Raspberries

PLANT SUPPORT

Raspberry canes grow head height and taller so before planting you need to plan what plant support you will use. Have look on Google at the different methods people have used. I personally train ours along our fence.

PLANTING

Raspberries are best planted in spring when the weather is warmer. You can buy them bare rooted (this means they aren't in a pot and soil) or potted. If you buy bare rooted raspberries, make sure you soak them for 24 hours before planting.
If you have more than one raspberry cane to plant, I would recommend digging a trench and planting your raspberries in a row.
When planting, instead of just planting the pot and soil, loosen the soil and spread the raspberry roots out flat in a circle around the cane.
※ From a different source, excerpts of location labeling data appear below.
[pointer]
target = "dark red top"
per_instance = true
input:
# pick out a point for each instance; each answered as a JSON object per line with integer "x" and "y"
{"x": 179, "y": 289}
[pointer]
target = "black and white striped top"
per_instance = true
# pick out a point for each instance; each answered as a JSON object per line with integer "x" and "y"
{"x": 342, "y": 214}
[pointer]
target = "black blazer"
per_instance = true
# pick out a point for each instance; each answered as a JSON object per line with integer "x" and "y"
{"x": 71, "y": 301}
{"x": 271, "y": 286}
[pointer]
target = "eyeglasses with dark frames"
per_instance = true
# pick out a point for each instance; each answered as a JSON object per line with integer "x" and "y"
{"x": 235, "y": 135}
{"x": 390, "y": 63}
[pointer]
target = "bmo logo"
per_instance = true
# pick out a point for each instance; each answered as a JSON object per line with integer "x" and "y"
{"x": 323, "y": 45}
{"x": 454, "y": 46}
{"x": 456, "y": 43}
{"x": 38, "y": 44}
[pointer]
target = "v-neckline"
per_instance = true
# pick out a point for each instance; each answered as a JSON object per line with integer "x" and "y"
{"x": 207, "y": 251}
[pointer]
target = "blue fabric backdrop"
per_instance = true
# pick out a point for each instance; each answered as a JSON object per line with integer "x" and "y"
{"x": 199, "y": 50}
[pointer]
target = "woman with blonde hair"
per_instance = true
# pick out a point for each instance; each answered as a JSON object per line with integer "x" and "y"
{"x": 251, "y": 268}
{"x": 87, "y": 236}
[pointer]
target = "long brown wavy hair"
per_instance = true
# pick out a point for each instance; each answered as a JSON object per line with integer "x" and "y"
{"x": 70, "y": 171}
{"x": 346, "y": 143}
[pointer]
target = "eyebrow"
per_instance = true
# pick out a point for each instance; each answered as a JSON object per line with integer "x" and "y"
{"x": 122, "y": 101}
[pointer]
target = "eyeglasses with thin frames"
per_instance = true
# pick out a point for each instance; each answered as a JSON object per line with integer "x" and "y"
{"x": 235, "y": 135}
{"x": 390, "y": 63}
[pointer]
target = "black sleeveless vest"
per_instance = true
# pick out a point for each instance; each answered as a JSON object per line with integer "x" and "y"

They need potassium to fruit so popping a banana skin in the ground with the cane will decompose and feed them in a few months time. Push the dirt back in firmly around the cane.
Canes should be spaced about 45cm apart. This is because they will shoot more canes as they mature. Trim the cane back to 20cm after planting to encourage growth.

CONTAINER GROWING

Raspberries can grow in a pot. As always I recommend self watering pots and water crystals. Ensure you pot is about 40cm wide to allow enough space and don't forget plant support.

VARIETIES

Raspberries either fruit on canes which are a year old (summer fruiting) or on canes which are new this year (autumn fruiting). It's best to plant both varieties so that you have a longer crop.

PRUNING

Pruning is dependant on varieties.
Summer pruning varieties should be pruned immediately after fruiting. Cut the canes that fruit down to the ground immediately after it has finished fruiting. This is because summer varieties fruit on canes which are one year old so those canes which have fruited will not fruit again. This allows them time to put their energy into growing new growth which will be one year old and fruiting canes next summer.
Autumn fruiting varieties can be pruned during winter because they fruit on new growth that sprouts in spring. Cut the canes which have fruited down to the ground.

FERTILISING

Raspberries need phosphorus to flower so pour worm tea, bokashi juice or seaweed solution onto them in spring. Once they have flowered they will need potassium so pour banana skin water onto them.

HARVESTING

Harvest when they have turned red all over. They will come away from the white plug easily if ripe.

COMPANION PLANTING

Onions, garlic, leeks and chives are a natural insecticide. Coriander deters ants from the fruit.

SUCCESSION PLANTING

Raspberries are not appropriate for succession planting. However as mentioned there are summer and autumn fruiting varieties and owning both will extend your season.